Silver, gold, jewelry, bedding, wearing apparel and furniture were among the items stripped from their homes. Often these homes were then burned to the ground, leaving the women and their children with not much more than the clothes on their backs to survive. Patchwork quilts were ripped off the beds of both slave and slave owner, sometimes off the beds occupied by invalids.

At the beginning of the hostilities, groups would surround a house at night, knocking on the door. When the head of the household-usually the husband answered the door- he was shot dead in the doorway. One example of this happening was the James family at Liberty, MO. When Mr. James answered the door one evening he was taken out and hung in front of his wife and young son, Jesse.

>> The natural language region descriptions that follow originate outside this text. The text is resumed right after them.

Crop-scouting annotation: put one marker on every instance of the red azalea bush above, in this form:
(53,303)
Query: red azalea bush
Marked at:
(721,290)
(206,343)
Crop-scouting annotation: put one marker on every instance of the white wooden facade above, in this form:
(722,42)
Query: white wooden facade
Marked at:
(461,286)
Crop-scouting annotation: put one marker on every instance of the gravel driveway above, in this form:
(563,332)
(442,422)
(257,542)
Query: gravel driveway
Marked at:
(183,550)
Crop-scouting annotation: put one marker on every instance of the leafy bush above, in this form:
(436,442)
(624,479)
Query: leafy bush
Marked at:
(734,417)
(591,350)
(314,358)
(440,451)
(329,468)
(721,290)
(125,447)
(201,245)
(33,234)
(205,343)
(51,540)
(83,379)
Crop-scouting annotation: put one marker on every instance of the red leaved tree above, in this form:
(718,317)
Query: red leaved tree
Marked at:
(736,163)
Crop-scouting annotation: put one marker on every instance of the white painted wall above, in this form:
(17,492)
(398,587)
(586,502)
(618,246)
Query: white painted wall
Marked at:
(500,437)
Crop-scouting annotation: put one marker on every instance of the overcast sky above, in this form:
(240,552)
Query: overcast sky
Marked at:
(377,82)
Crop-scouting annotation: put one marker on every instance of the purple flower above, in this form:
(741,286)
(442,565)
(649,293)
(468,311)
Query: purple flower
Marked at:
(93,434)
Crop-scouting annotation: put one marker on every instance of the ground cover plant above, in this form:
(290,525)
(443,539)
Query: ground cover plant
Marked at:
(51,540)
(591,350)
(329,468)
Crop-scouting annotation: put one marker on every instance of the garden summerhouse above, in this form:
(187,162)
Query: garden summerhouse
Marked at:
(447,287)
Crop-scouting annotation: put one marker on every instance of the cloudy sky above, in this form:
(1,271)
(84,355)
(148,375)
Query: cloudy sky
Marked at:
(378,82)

This gave way to women answering the doors while the men hid in various places in the homes until they could join the Missouri State Guard. Men would return home usually only under the cover of darkness and be gone before the morning light. Occasionally, they would be home along enough for a meal before returning to the woods and their units.

To feed her family, women had to hide the food, keeping only the barest of essentials in sight in case of raiding parties. Also hidden were livestock as well as the harvest of the fields and any family valuables.

One woman after her husband had managed to harvest the corn and loaded into a barn ran out to put a padlock on the one unlocked door. When Federals approached and ordered to open the barn to his troops, this brave woman with not thought of her safety, stood in front of the door armed only with a hand axe! Whether because of her stance, the look of determination in her face and words, or because of the ax; the Federals decided against looting this particular barn. Another woman was shot as she attempted to shield her bedridden husband from the Federals. This woman never walked again without the aid of crutches.

Women were arrested for no more than having a son or husband in the Confederacy. These women soon learned the art of war. Items like material, food, money, bibles, and letter were among the items considered ‘contraband’ by the Federals. Anyone caught smuggling these across Union lines faced the possibility of being arrested and shot or hung. Women learned to hide a multitude of ‘contraband’ in various places. One woman, upon hearing that Gen. Sterling Price needed quinine and morphine, wore the bottles of the medicine in her rolls of velvet hairpiece.

Women were arrested and given no time to arrange for the business of maintaining their home or the care of their children. They rarely had time to gather a few items before being sent to any number of prisons in the state. It is one such case that started the ball rolling which ended with the raid on Lawrence.

Women would cut flannel into shirts and wear the material under their skirts. Many a woman gained 5-25 pounds when they went out. Ingenuity was used when these women smuggled goods to the guerrilla forces. Women were often detained or arrested if Federals even ‘suspected’ they were smuggling contraband. Some women were arrested and jailed for no more than a rumor of being a southern supporter.

In their part of the long war, southern women proved themselves glorious heroines in many ways. They fought with what was available to them, mainly their wits and desire to help their loved ones in a cause they all believed in. These are women who saw their homes and farms burned to the ground; their loved ones tortured, held prisoner, shot, and hung sometimes before the eyes of their children. These women should be remembered for their extraordinary strength and courage to face an enemy who destroyed their way of life.